Use Case:
I consume REST Api, which gives the results of a battle in a video game. This is a team against a team online game, and each team consists of 3 players who can choose different from 100 different characters. I want to count the number of wins / losses and draws for each combination of teams. I get about 1000 battle results per second. I combine the character identifiers (ascending) of each team, and then I save the gains / losses and draws for each combination.
My current implementation:
const combinationStatsSchema: Schema = new Schema({ combination: { type: String, required: true, index: true }, gameType: { type: String, required: true, index: true }, wins: { type: Number, default: 0 }, draws: { type: Number, default: 0 }, losses: { type: Number, default: 0 }, totalGames: { type: Number, default: 0, index: true }, battleDate: { type: Date, index: true, required: true } });
For each log returned, I execute upsert and send these requests in bulk (5-30 lines) to MongoDB:
const filter: any = { combination: log.teamDeck, gameType, battleDate }; if (battleType === BattleType.PvP) { filter.arenaId = log.arena.id; } const update: {} = { $inc: { draws, losses, wins, totalGames: 1 } }; combiStatsBulk.find(filter).upsert().updateOne(update);
My problem:
So far I have only a few thousand entries in my combinationStats mongodb collection occupying only 0-2% of the processor. When a collection has several million documents (which happens quite quickly due to the number of possible combinations), MongoDB constantly takes 50-100%. Obviously, my approach does not scale at all.
My question is:
Any of these options may be the solution to my problem above:
- Can I optimize the performance of my MongoDB solution described above so that it does not take up so much CPU? (I have already indexed the fields into which I am filtering, and I do upserts in bulk). Would it help to create a hash (based on all the filter fields) that I could use to filter the data, and then to improve performance?

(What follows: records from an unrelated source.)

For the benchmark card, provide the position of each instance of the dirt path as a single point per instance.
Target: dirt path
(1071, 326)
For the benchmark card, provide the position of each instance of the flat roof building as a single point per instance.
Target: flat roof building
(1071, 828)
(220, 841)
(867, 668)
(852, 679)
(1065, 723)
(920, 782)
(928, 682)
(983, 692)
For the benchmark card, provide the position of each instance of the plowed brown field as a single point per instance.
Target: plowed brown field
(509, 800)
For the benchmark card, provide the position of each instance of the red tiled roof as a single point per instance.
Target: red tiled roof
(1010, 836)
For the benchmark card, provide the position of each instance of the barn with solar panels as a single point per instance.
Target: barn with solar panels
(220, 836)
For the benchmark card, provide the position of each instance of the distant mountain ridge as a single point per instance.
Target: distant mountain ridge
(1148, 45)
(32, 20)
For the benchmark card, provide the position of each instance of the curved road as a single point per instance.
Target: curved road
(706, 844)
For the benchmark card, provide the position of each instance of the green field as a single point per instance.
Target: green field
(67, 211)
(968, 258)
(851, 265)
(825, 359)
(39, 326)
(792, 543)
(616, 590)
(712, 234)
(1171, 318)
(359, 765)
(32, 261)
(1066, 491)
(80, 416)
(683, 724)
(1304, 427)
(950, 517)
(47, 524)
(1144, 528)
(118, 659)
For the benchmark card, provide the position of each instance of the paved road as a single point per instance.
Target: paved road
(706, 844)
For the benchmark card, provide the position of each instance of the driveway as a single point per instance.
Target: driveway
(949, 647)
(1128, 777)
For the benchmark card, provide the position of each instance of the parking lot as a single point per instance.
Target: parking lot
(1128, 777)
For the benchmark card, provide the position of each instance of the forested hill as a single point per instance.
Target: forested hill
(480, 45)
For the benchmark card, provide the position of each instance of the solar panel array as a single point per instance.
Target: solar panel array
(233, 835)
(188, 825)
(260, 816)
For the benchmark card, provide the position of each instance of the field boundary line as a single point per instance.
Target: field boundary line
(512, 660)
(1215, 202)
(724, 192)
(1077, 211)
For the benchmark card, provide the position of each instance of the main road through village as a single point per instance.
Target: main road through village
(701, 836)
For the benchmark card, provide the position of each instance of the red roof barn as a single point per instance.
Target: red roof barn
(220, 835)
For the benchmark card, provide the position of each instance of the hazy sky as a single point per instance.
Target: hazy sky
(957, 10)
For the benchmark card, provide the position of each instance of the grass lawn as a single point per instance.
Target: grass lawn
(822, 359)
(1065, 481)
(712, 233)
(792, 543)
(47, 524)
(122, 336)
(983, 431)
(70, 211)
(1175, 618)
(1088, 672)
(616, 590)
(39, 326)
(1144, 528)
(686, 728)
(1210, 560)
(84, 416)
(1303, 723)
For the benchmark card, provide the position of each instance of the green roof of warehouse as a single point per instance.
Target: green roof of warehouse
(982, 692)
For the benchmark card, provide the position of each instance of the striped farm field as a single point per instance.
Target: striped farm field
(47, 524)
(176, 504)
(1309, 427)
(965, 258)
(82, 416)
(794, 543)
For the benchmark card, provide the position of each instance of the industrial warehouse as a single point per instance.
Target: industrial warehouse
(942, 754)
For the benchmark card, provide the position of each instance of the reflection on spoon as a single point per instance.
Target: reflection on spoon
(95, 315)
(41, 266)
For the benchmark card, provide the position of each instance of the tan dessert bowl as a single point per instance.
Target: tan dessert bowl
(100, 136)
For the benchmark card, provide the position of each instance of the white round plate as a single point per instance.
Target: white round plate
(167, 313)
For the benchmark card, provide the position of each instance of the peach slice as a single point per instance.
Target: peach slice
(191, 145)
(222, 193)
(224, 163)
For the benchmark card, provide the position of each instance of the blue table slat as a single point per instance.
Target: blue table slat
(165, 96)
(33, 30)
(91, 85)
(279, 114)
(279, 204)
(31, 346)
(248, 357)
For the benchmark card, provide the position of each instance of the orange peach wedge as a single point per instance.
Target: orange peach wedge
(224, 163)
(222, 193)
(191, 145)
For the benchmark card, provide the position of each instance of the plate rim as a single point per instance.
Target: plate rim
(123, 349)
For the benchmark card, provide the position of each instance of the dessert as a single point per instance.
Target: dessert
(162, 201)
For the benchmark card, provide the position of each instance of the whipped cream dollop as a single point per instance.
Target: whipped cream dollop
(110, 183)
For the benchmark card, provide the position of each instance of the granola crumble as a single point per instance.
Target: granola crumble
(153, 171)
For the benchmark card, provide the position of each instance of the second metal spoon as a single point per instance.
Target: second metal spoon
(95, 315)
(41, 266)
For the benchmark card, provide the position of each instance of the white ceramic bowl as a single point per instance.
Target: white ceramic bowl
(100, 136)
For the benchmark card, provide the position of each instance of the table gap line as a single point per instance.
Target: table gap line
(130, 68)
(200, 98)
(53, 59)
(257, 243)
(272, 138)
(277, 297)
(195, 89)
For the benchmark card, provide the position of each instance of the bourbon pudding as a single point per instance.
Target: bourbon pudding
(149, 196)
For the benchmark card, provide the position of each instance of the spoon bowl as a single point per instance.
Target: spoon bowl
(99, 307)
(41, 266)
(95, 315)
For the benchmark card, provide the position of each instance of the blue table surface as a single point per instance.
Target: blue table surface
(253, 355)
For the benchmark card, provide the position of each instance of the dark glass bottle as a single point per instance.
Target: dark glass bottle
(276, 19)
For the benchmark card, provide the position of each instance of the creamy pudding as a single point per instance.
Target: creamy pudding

- Is there a better database / technology suitable for aggregating such data? I could introduce a couple more use cases when I need / need to increase the counter for a given identifier.
Edit: After khang commented that this could be related to performance improvements, I replaced $inc with $inc with $set , and indeed, the performance was equally “poor”. So I tried the proposed find() and then the manual update() approach, but the results did not get better.